Research proved what the students had suspected: Few of their peers knew or cared about sheltering in place. They didn't know where the shelters on campus were.
Dionne Clifton, one of Ford-Ahmed's students, knew about sheltering in place only because she lived in the dorms.
"We had drills," said Clifton, who is from Ohio. "Although why we were doing it was not really explained."
Locals, on the other hand, usually know about chemical leaks. But they don't usually know about sheltering in place, Clifton said.
"Two years ago, during homecoming, we had a leak," she said. "I was walking to my car. I looked at the plant and I thought, 'Boy, there's a lot of smoke coming from the plant.' Then the siren went off.
"There was a busload of people standing outside. A couple of people ran inside, but the rest were just standing there."
After students see the public relations film this month, Ford-Ahmed's students will conduct a follow-up survey, to see if it taught their peers anything.

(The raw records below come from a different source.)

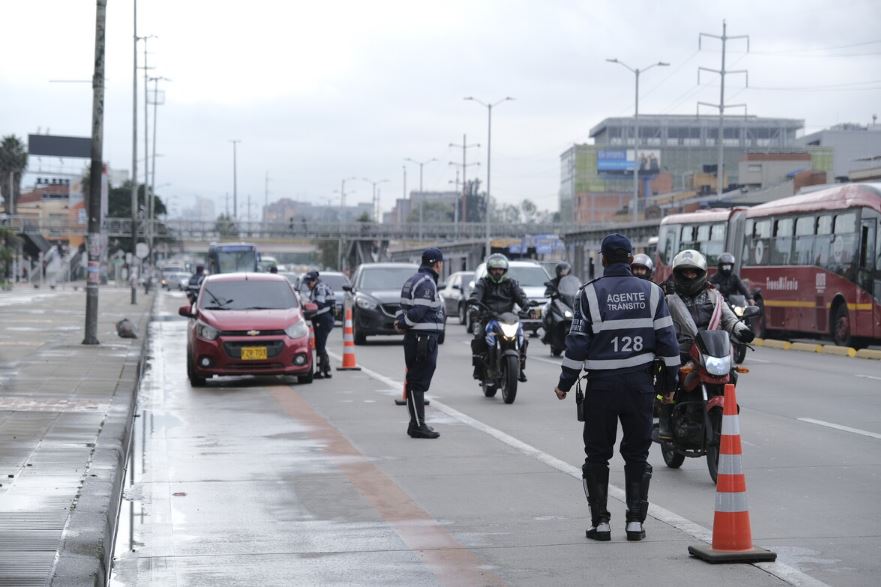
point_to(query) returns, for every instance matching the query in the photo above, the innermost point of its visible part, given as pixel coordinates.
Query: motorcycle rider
(321, 295)
(499, 293)
(728, 282)
(693, 303)
(642, 267)
(562, 270)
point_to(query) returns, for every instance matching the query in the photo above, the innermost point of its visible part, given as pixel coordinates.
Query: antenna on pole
(721, 106)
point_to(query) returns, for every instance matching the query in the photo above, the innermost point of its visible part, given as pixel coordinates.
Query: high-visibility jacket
(621, 324)
(422, 309)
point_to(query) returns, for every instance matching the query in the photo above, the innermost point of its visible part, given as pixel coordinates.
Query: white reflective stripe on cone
(731, 502)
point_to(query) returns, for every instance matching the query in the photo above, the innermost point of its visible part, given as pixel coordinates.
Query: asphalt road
(260, 481)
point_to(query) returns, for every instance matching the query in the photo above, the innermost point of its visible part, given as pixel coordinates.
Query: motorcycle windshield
(713, 343)
(568, 289)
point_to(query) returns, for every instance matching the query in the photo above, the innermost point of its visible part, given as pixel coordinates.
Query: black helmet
(726, 264)
(497, 261)
(562, 269)
(642, 266)
(689, 259)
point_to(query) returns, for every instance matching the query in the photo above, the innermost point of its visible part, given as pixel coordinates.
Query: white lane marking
(840, 427)
(783, 571)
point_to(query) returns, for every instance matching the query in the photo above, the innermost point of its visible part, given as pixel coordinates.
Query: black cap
(615, 243)
(432, 256)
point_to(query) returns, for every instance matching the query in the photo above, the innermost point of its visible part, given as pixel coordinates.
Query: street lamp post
(636, 73)
(421, 164)
(489, 106)
(235, 179)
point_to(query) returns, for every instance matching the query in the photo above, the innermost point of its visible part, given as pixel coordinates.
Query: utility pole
(720, 166)
(134, 155)
(465, 146)
(96, 170)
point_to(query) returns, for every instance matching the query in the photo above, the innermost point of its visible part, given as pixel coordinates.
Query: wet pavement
(61, 403)
(269, 482)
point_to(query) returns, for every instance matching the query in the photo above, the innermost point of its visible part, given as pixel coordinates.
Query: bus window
(781, 247)
(804, 240)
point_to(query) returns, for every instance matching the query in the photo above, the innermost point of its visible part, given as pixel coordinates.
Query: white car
(532, 278)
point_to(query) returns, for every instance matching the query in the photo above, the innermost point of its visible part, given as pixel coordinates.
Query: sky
(320, 91)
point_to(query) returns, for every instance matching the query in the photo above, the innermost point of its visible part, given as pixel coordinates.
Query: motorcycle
(504, 339)
(696, 415)
(558, 313)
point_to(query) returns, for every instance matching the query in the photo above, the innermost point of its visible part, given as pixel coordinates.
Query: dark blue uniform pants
(323, 325)
(420, 356)
(613, 396)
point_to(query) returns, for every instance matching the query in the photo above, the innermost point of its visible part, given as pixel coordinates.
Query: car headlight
(508, 330)
(718, 366)
(365, 303)
(297, 329)
(205, 331)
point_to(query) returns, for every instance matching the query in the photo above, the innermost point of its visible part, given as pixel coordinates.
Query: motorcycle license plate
(254, 353)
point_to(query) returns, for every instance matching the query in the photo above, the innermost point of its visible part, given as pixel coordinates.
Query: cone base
(753, 555)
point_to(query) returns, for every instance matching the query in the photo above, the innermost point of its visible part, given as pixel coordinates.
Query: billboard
(622, 161)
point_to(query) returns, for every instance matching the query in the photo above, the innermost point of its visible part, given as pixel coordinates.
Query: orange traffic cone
(732, 538)
(349, 362)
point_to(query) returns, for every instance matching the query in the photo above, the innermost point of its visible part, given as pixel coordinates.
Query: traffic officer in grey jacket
(620, 329)
(322, 296)
(421, 319)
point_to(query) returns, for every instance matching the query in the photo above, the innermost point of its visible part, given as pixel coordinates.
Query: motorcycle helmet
(562, 269)
(642, 266)
(494, 263)
(726, 264)
(689, 260)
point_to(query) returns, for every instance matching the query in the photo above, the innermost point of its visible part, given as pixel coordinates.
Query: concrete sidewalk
(65, 416)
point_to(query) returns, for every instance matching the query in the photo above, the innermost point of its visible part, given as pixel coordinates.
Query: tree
(13, 163)
(225, 226)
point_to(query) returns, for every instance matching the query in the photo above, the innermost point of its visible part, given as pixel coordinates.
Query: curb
(86, 552)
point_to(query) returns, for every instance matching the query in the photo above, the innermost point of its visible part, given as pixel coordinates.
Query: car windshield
(247, 295)
(380, 278)
(529, 276)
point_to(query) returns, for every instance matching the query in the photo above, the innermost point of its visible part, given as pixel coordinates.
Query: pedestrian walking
(421, 319)
(322, 296)
(621, 327)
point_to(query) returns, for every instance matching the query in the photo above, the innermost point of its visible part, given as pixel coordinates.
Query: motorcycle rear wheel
(509, 379)
(672, 458)
(713, 449)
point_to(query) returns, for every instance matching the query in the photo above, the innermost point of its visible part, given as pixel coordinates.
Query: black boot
(636, 485)
(665, 422)
(596, 490)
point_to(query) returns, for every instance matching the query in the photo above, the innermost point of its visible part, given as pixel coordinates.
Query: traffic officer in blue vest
(621, 328)
(421, 319)
(322, 296)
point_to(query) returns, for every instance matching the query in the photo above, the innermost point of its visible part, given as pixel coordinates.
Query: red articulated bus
(815, 259)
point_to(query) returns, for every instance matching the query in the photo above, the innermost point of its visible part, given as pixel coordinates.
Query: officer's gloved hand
(745, 335)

"A couple of the students I've talked to seem more secure," Clifton said. "If something happens, they'll be able to survive."
Every disaster need
Monday night, WVSC students filmed a TV public service announcement for the governor's "Getting Ready" handbook. It should start airing within the next week or two, along with some radio announcements.
The 32-page booklet covers every imaginable disaster need: What to say to children, what to do with pets, recognizing suspicious mail, packing an evacuation kit.
Student Jill Oxley has packed her kit.
"Buy food with a long shelf life, but don't put it on a shelf," she said. "Those suitcases with handles and wheels are great, and they're usually sitting empty in the closet. Put your food in it."
Oxley learned the hard way that plastic water bottles leak easily. Plastic 2-liter pop bottles are better — a point made in the handbook.
The handbook is far more detailed than similar publications put out by Washington and Atlanta, Ford-Ahmed said.
"I really think this should be a national model," she said.
Booklets are available at county emergency offices or on the Internet at www.state.wv.us/wvoes.